Swedish forests have traditionally been accessible to all, regardless of ownership. People could walk into any old forest to gather firewood or pick berries. Berries in particular hold a special place in Swedish hearts. People still take weekend walks to pick lingonberries and blueberries. In fact, the Swedes love their berries so much that one paper from 1980 asked the question if picking, in conjunction with timber harvesting, was endangering berry supplies for future generations! But berries aren’t their only passion—hunting, fishing, and hiking are also high on the list.

Since transitioning from an rural society to an urbanized one between 1930 and 1970, Sweden’s forests have also undergone significant changes. As people no longer required a woodlot for self-sufficiency, industrial logging intensified. Timber companies reduced time between cutting from hundreds of years to 60 or 80. They also favored fast growing pines and spruces at the expense of old growth and deciduous species. After large clearcutting operations, companies replaced mixed age, mixed species stands with monocultures. With rising environmental awareness, practices changed in the 1990s, and clearcut sizes decreased while deciduous tree populations grew.

The Swedes’ deep devotion to the forest is hard to shake, and despite moving to the city, Swedes remain attached to their time outdoors. Still, the way they used the forest changed. Two surveys, one in 1977 and the other in 1997, illustrate this nicely. By 1997, more people frequently visited—more than three times a week, perhaps to retain some connection to nature. Yet at the same time, berry picking wasn’t very popular, except for people in the older age groups. That’s not to say the Swedes lost their taste for berries—the average respondent picked 4.5 liters in 1997. But it’s apparent that berry picking is a pastime that’s slowly being lost in the bustle of city living.

The authors suspect the shift is because older generations still retain personal bonds to the countryside. While older Swedes may not have lived in the country themselves, perhaps they had relatives who did. Younger people were born in the city, and do not share the same attachment to specific locales. For them, any forest will suffice.
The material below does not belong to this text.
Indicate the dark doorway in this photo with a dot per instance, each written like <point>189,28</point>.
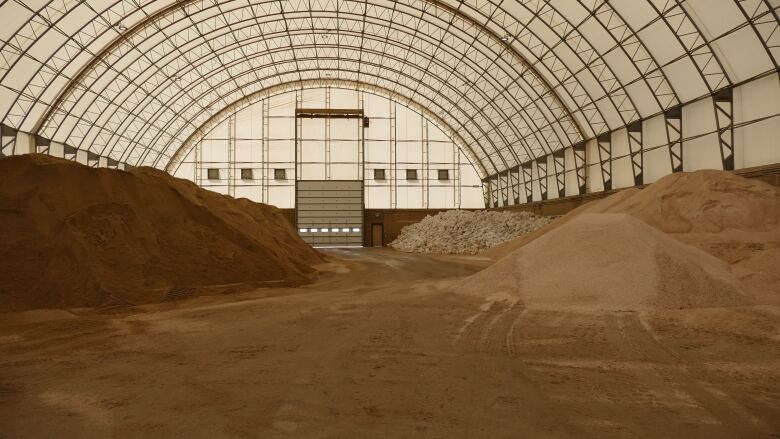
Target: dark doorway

Indeed, the study also found evidence of this, albeit in a roundabout way through the distances people had to travel to get to a forest, which both rose and fell. The proportion of very short visits and very long visits dropped, while medium length visits (3-4 km) rose. The authors postulate a few reasons for this dichotomous change. Most people currently live further from the forest than their predecessors, reducing the number of very short distance trips. At the same time, these people may not have an affinity for one particular forest over another, and so do not travel as far to undwind. The rise in medium length visits merges these effects—increased physical and emotional distance from the forest.

As an American, I’m struck by two things: The level of access Swedes have to their forests, and their commitment to them. Both are captured by a simple fact. Just a few miles from central Stockholm, a city of 850,000, large forests remain.

Sources:

Axelsson, A. (2001). Retrospective gap analysis in a Swedish boreal forest landscape using historical data Forest Ecology and Management, 147 (2-3), 109-122 DOI: 10.1016/S0378-1127(00)00470-9

Convention on Biodiversity. 2011. Country Profile – Sweden.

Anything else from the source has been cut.